I will soon. I’m in the midst of coding, writing, and preproduction.

Xam’d

At the onset of E3, Sony announced a video store similar to the Xbox Marketplace, but for the PS3. I was sort of worried that they would be pulling the “me too!” mentality that comes with the video game market, but I am impressed by their ability to integrate it into the overall Playstation system seemed flawless and almost… right on the money. The minimalist design of the cross media bar is perfect for the multimedia function of the PS3. My only complaint so far is the rather obtuse way the store handles charges. First, you have to buy money to put into your online “wallet”. From there, you’re able to buy stuff off of the store. Lovely. Really lovely. Hey, the iTunes store is perfect in its integration that there is no step between putting in your information and actually buying the media- it’s one click shopping. What stops Sony from implementing this mindset? It doesn’t hurt their sales at all, and would probably help them in the long run. Hey, this game’s cheap, click and download. Another thing they can at least take down from the iTunes mentality is the season pass. Buy a season pass, and get the latest episodes as soon as they’re available on the store.

Xam’d is an anime from the animation studio BONES, and as such, has a hiugh artistic quality when it comes to the animation. The character design is similar to that of Eureka 7, with many characters sharing simiilar styles and looks to those in the E7 series. A slight steampunk look is given to many of the characters, with the setting being similar to modern day japan. The whole series is about 26 episodes, and within the first two episodes, I was hooked. There’s an entire subplot of tension between the different countries in the show (only described as the North and South), and even an entirely separate religion within the show.

Unfortunately, this had to come with a caveat. The entire series can only be rented, not bought. And at three dollars per episode (this is just the regular resolution, not the HD- HD can be rented for one dollar more) this is a serious money sink, and yes, the series is great, but not as great as to have such a ridiculous cost of about 78 dollars at the offset. I like the show, but no, please god no, don’t make me pay this fricking much for a show, dammit.
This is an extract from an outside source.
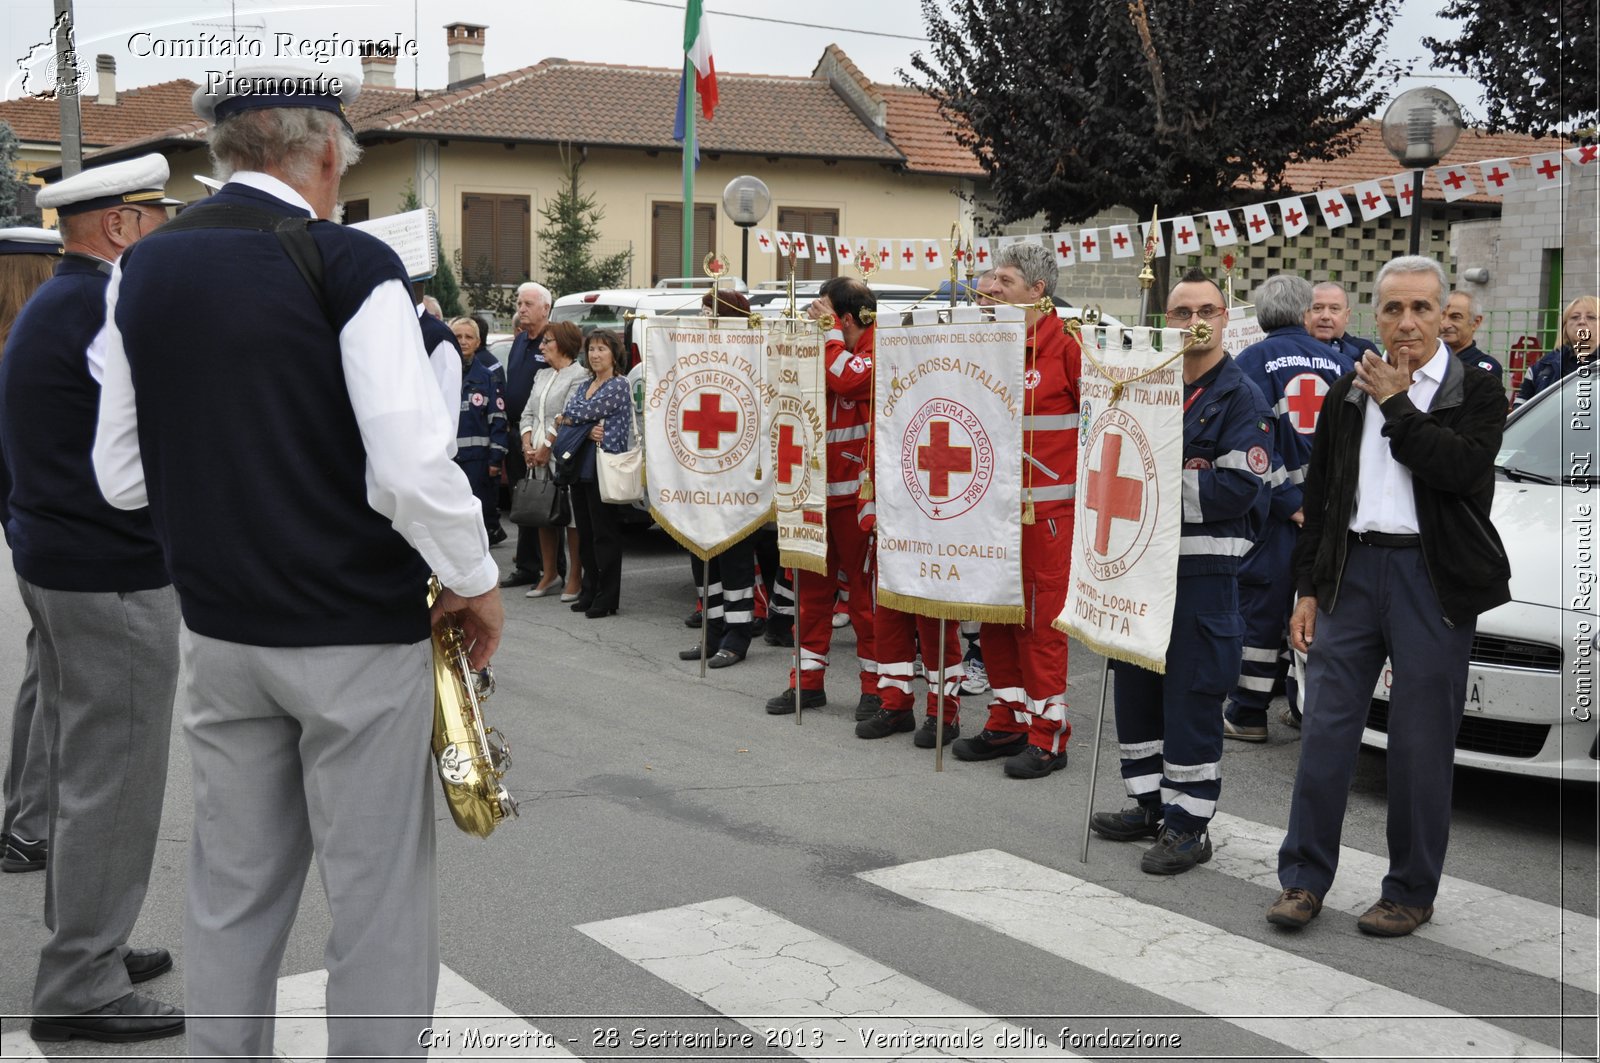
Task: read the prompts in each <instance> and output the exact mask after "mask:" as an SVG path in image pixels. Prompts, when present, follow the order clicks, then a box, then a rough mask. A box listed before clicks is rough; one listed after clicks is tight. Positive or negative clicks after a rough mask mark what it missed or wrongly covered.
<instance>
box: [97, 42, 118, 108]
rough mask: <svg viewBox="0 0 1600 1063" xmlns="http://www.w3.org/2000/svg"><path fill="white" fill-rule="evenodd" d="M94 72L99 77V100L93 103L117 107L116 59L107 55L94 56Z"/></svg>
mask: <svg viewBox="0 0 1600 1063" xmlns="http://www.w3.org/2000/svg"><path fill="white" fill-rule="evenodd" d="M94 72H96V74H98V75H99V98H98V99H96V101H94V102H101V104H106V106H107V107H115V106H117V59H114V58H112V56H107V54H98V56H94Z"/></svg>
It is available on the bit-torrent, if you want to check it out. That’s where I’m going from now on.

EARTHQUAKE

The earthquake that hit only yesterday was a strange reminder of what is to come in the southern california area- my geography teacher spent every other class speaking on the “Big One” that is to come. His voice kept nagging me constantly after the earthquake, as did his jokes nobody laughed at.
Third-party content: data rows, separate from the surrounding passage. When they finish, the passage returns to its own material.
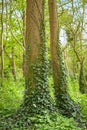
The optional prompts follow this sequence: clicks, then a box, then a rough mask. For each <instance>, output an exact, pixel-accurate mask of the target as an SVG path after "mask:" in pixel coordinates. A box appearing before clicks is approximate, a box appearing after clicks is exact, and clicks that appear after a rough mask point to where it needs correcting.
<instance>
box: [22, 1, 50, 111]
mask: <svg viewBox="0 0 87 130" xmlns="http://www.w3.org/2000/svg"><path fill="white" fill-rule="evenodd" d="M25 50H26V54H25V58H26V59H25V61H26V73H25V95H24V107H25V109H27V110H28V111H29V113H40V112H42V111H44V110H45V109H48V108H49V107H50V96H49V90H48V82H47V69H48V65H47V62H46V55H45V53H46V49H45V31H44V0H34V1H33V0H27V9H26V38H25ZM27 107H28V108H27Z"/></svg>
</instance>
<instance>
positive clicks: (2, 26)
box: [1, 0, 4, 84]
mask: <svg viewBox="0 0 87 130" xmlns="http://www.w3.org/2000/svg"><path fill="white" fill-rule="evenodd" d="M3 19H4V1H3V0H2V14H1V80H2V82H3V79H4V44H3V29H4V28H3V27H4V26H3V23H4V21H3ZM1 84H2V83H1Z"/></svg>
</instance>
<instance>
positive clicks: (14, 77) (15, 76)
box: [12, 47, 17, 81]
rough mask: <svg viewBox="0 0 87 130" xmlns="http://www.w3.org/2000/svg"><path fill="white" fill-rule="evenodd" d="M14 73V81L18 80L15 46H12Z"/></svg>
mask: <svg viewBox="0 0 87 130" xmlns="http://www.w3.org/2000/svg"><path fill="white" fill-rule="evenodd" d="M12 74H13V77H14V81H16V80H17V74H16V63H15V53H14V47H12Z"/></svg>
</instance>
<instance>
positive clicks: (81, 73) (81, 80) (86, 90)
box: [79, 61, 87, 94]
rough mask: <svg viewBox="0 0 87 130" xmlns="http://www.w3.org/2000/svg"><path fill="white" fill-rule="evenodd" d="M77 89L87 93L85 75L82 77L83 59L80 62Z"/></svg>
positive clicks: (83, 75)
mask: <svg viewBox="0 0 87 130" xmlns="http://www.w3.org/2000/svg"><path fill="white" fill-rule="evenodd" d="M79 90H80V92H81V93H82V94H84V93H87V84H86V81H85V77H84V66H83V61H82V62H81V63H80V73H79Z"/></svg>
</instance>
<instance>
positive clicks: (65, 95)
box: [48, 0, 77, 117]
mask: <svg viewBox="0 0 87 130" xmlns="http://www.w3.org/2000/svg"><path fill="white" fill-rule="evenodd" d="M48 4H49V17H50V42H51V44H50V47H51V58H52V68H53V79H54V88H55V97H56V106H57V107H58V108H59V110H60V112H61V113H62V114H64V115H66V116H69V117H70V116H72V115H73V113H74V112H76V111H77V109H76V104H75V103H74V101H73V100H72V99H71V97H70V95H69V94H68V90H67V80H66V73H65V69H64V64H63V62H62V54H61V49H60V44H59V42H58V39H59V38H58V37H59V36H58V21H57V7H56V0H49V3H48Z"/></svg>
The earthquake struck as i was playing Army of One on the PS3 (a pretty fun game, not without its flaws). I had just… uh had some flatulence only seconds before, so the start of the earthquake felt as if it was another gaseous outtake. But as soon as it kept going, and parts of the house started to shake, I jumped up, running out of my room (in my bathrobe, no less) to meet my sister, who was rather scared of the earthquake, running over and diving under the table and ordering me under with her. She stayed there after the earthquake ended, prompting me to attempt to coax her out from under the table (her reasoning- “THERE MIGHT BE AFTERSHOCKS!”). My sibling later became even more distressed as the phone lines were jammed, her distressed cries wore on for hours until my mother was able to calm her down over the phone.

Our family has already prepared something of an earthquake kit, but i think in the coming months, we’re going to be working on it a bit more. A rather popular comment going around the southern california was that this was one of the bigger earthquakes in quite some time, so the younger generation that hadn’t been able to go through larger earthquakes got a taste of what is to come. The big one is coming, yes, but it would be a good idea to be prepared for when that time comes.

Personally, I’d take earthquakes over tornadoes. I was freaked out of earthquakes ever since Wizard of Oz, and those terrible homemade footage of the tornadoes has been a mainstay of FOX TV specials has only affirmed my fear of the natural disaster.

Man, all this talk of natural disasters gives me the nagging urge to play SimCity 2000, build a city, and destroy it. With UFOs.